The issue is becoming more pressing as brands increase their use of agentic AI in customer journeys. More than half of organisations surveyed, 53%, said they already use agentic AI, but respondents also reported significant barriers to wider deployment.

User trust was cited by 71% of organisations as a constraint on deeper AI use, while 64% pointed to data privacy concerns and 41% highlighted difficulties integrating their technology stacks. Together, these findings suggest AI adoption is advancing faster than the underlying systems needed to support it.

Ante Pamuković, chief revenue officer at Infobip, described the shift in the market.

"Our CX Maturity report highlights a turning point for global brands this year. The race to adopt agentic AI is well underway, but CX Maturity will be the key differentiator between brands prepared to launch effective AI-powered journeys that last and the ones that will struggle with scaling their adoption. To move from basic automated responses to deep, seamless customer journeys, brands must overcome the dual barriers of fragmented systems and user trust," said Pamuković.

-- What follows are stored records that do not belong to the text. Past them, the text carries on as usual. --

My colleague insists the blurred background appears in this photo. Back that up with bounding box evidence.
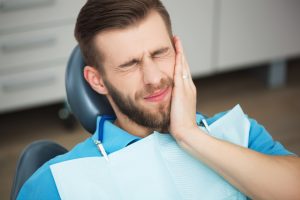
[0,0,300,199]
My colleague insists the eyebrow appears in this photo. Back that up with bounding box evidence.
[119,47,170,68]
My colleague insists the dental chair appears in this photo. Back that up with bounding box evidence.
[11,46,114,200]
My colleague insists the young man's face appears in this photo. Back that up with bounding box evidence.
[95,12,175,130]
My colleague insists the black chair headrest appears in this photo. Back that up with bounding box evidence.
[65,46,114,133]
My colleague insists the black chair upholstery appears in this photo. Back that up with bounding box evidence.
[11,46,114,199]
[65,46,114,133]
[11,140,68,200]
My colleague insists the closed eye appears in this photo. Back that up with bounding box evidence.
[119,59,140,68]
[151,47,170,58]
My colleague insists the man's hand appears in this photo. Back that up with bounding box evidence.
[170,37,300,199]
[170,36,197,140]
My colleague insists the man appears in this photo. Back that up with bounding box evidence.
[18,0,300,199]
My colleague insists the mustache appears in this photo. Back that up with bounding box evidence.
[135,77,174,98]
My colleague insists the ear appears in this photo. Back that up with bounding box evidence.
[83,66,107,95]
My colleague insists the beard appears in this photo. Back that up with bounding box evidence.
[103,77,174,132]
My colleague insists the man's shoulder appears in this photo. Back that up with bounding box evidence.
[18,137,99,199]
[206,106,294,155]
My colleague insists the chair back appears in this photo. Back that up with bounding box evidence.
[65,46,114,133]
[11,140,68,200]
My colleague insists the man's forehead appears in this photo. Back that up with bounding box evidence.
[94,12,171,64]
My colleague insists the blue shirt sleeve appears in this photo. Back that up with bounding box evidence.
[248,119,295,155]
[207,111,295,155]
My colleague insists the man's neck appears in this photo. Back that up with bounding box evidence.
[114,114,153,138]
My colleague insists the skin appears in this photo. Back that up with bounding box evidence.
[84,12,300,199]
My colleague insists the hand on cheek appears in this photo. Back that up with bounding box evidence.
[170,36,198,139]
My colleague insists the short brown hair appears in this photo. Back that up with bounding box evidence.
[75,0,172,73]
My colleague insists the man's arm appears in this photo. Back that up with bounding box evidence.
[170,37,300,199]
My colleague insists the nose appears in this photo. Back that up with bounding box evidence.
[142,58,163,85]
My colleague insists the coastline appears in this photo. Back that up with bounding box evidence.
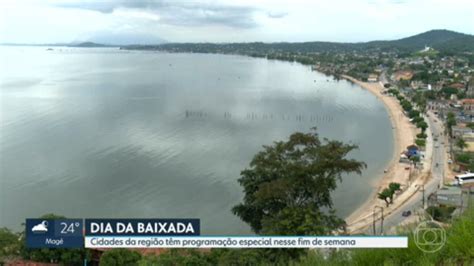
[341,75,416,228]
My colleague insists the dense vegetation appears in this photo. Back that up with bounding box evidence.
[124,30,474,55]
[108,202,474,266]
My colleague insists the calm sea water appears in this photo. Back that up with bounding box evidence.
[0,47,393,234]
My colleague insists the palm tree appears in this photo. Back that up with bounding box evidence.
[378,188,393,207]
[456,137,468,152]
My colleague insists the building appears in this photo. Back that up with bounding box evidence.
[405,145,420,158]
[367,74,379,82]
[466,76,474,98]
[461,99,474,111]
[429,187,462,207]
[393,71,413,81]
[451,124,472,138]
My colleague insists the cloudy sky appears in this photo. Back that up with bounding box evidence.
[0,0,474,44]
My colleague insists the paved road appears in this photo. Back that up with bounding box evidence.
[365,112,446,234]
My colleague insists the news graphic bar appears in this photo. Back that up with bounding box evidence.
[26,219,408,248]
[85,236,408,248]
[25,219,84,248]
[85,219,201,236]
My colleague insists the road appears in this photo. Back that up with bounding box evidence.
[364,112,446,234]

The findings break down customer experience maturity across retail, banking and telecommunications, measuring automated journey coverage, tool and AI sophistication, and how ready infrastructure is to support broader deployment.

Sector results

Retail and telecommunications jointly led on journey automation, each scoring 32 out of 100, while banking scored 30. Telecommunications ranked highest on sophistication with 27, ahead of retail on 26 and banking on 21.

On system potential, retail and telecommunications again shared the top score at 59, compared with 56 for banking. Even so, the results suggest all three sectors still have considerable room for improvement, particularly in the sophistication of automated interactions.

The report defines journey scores as the proportion of the customer journey automated with communication and mobile tools. Sophistication reflects the technology and AI used for automation and the features enabled for each use case. System potential measures how far organisations have built API-ready infrastructure, communication solutions and channels that can be activated to improve customer journeys.

The data indicates that many brands have taken initial steps to automate customer communications, but fewer have unified platforms or integrated systems that can support more complex and responsive interactions. That matters in sectors such as banking, retail and telecoms, where customers increasingly expect to act within the communication channel rather than just receive one-way notifications.

Frost & Sullivan also commented on the market backdrop described in the research.

"Agentic AI has redefined the CX landscape with capacity to reason, plan, and implement across workflows. The challenge has now shifted from exploring the technology's potential to implementing it, requiring enterprises to adapt their systems and build customer trust," said Popova.

Across the findings, the central issue is not whether brands have begun automating customer interactions, but whether their systems are connected enough to support consistent service across channels. With only around one in four organisations using orchestration platforms and half still lacking full API readiness, many businesses appear to be operating on fragmented foundations even as they expand AI-led customer engagement.

This leaves a gap between investment and execution, particularly for companies trying to deliver two-way, action-based interactions rather than simple outbound messages. In practical terms, the research suggests customer experience performance will depend as much on integration and trust as on AI adoption itself.

Telecommunications emerged as the most advanced sector on sophistication, with a score of 27 out of 100.